Stories of Healing: Stacia
Stacia struggled with food and body image for years before seeking help in Rock’s program. As a young teenager and through college, she wrestled with food, the harmful messages of diet culture and beauty standards. Finally, Stacia decided that it was time to seek help. Through Rock’s Bridge to Life program, Stacia finally found the freedom she was so desperately seeking and the community support she needed to thrive, even through the most difficult seasons. Read more about Stacia’s story of healing below!
I have struggled with food and with my body for almost as long as I can remember, and by college this battle in my mind was relentless and exhausting. As a teenager, I think I tried to deny the influence that society and media had on me, and I found myself eating in rebellion. I was subconsciously trying to resist diet culture, resisting what I thought were shallow beauty standards, while secretly hoping I still measured up. However, in college my poor eating habits caught up with me. I gained weight, and became obsessed with losing it. This only solidified a vicious cycle of restricting, binging, and obsessing over every calorie of food I did or didn’t put into my body. I wrestled with expectations, and the connected feelings of shame and failure. Having this fear and obsession with not only food but also how I looked was incredibly isolating. It wasn’t something I could talk about and it frequently affected my plans with others.
Somewhat ironically, I downloaded a podcast on eating disorders a little over a year ago in another desperate attempt to fix myself. At that point I knew I had an unhealthy relationship with food, but was still minimizing it. I figured that my own issues were far less complex than those of someone with an eating disorder, so maybe I could fix my much smaller problems with their more serious remedies. I didn’t think I was actually sick enough.
I will never forget listening to that podcast as I drove home from work. The host calmly listed the criteria for binge eating disorder, and I remember saying, “check” out loud to each symptom as she went down the list. It was a major turning point – the realization was horrifying, but there was also a sweet relief at putting a name to what I was dealing with.
Around that time, Rock Recovery partnered with my church to host a workshop, but I was unable to attend. Instead, I went to their website and found the Bridge to Life program.
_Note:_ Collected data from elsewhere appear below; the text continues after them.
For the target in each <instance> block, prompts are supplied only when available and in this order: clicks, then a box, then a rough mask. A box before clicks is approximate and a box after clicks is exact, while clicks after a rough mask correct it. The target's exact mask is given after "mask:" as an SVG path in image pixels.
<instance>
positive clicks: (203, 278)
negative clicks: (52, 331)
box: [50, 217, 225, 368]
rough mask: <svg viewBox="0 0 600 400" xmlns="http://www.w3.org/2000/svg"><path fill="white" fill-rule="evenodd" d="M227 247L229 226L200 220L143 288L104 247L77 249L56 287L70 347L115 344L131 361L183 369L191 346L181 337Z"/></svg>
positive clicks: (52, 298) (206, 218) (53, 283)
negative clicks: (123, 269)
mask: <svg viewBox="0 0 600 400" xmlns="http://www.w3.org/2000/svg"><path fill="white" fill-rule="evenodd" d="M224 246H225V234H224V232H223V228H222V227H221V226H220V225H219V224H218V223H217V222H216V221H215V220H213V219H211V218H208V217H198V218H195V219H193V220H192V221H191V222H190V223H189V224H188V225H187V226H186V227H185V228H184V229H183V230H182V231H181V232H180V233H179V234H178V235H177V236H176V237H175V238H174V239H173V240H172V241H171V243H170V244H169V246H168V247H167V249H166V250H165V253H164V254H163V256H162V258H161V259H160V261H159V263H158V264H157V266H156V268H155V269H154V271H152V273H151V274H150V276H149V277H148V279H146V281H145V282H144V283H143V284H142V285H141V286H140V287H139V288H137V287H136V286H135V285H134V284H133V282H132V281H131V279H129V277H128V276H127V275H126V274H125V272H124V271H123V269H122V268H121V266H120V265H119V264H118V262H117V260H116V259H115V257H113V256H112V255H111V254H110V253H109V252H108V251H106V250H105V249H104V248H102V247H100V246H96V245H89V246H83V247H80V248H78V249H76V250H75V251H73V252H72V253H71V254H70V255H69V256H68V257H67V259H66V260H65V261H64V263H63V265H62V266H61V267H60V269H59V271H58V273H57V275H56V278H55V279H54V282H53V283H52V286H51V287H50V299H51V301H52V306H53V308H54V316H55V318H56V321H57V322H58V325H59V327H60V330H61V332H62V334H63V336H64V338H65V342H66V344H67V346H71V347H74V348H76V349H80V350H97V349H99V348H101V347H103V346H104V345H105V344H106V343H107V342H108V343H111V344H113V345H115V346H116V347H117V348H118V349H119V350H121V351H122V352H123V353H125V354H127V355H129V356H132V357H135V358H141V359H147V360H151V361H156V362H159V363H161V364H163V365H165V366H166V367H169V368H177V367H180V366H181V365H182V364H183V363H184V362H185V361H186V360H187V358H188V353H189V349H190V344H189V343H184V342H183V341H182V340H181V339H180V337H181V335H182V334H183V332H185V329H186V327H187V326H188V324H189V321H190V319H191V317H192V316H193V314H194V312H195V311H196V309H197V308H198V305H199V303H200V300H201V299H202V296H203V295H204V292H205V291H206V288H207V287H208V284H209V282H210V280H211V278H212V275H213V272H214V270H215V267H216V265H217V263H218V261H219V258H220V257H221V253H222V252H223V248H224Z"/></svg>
This was my first experience with therapy, and in less than a month I was attending the weekly group. I had briefly considered counseling before, but when I called around it was either too expensive, too difficult to schedule, or both. Rock was both accessible and affordable, and I appreciated that it’s a faith-based organization. Joining a group instead of a one-on-one counselor also took some of the pressure off.
At our group each week, we sit in a circle, start with a basic check-in, and then share a meal together. The group was small and quiet when I first came, and at one of our first dinners I remember asking, “Is this weird? We’re all just sitting here forcing ourselves to eat a meal and be social?” And one of the other women affirmed it instantly – “Yes, this is totally contrived, but you’ll get used to it.” And I did. And our group has grown, and it has been a beautifully diverse group of women from different backgrounds and disorders and faiths, and dinners are no longer quiet and there is a real sense of camaraderie that I wish everyone who struggles with an eating disorder could experience.
I was skeptical at first, but a year later I can say that my panic and anxiety around food is gone. Because of the women that have stood alongside me this year, the scripts in my head have been re-written to speak truth and not lies, and these truths have been deeply re-enforced through this group.
Recovery is not linear, it is not easy, and I do not say that I am recovered in the sense that my journey is over and done. It is a process. I do say that I am recovered in that technically, I have been symptom free for perhaps the longest stretch of my adult life. I am moving forward with new appreciation for my experiences, for my body, for the ability to even speak these words out loud, and with a deep sense of gratitude for the women that I have crossed paths with over this past year. At the risk of sounding dramatic, finding this community has not only impacted my life in the present but has affected all of my future experiences and relationships for the better.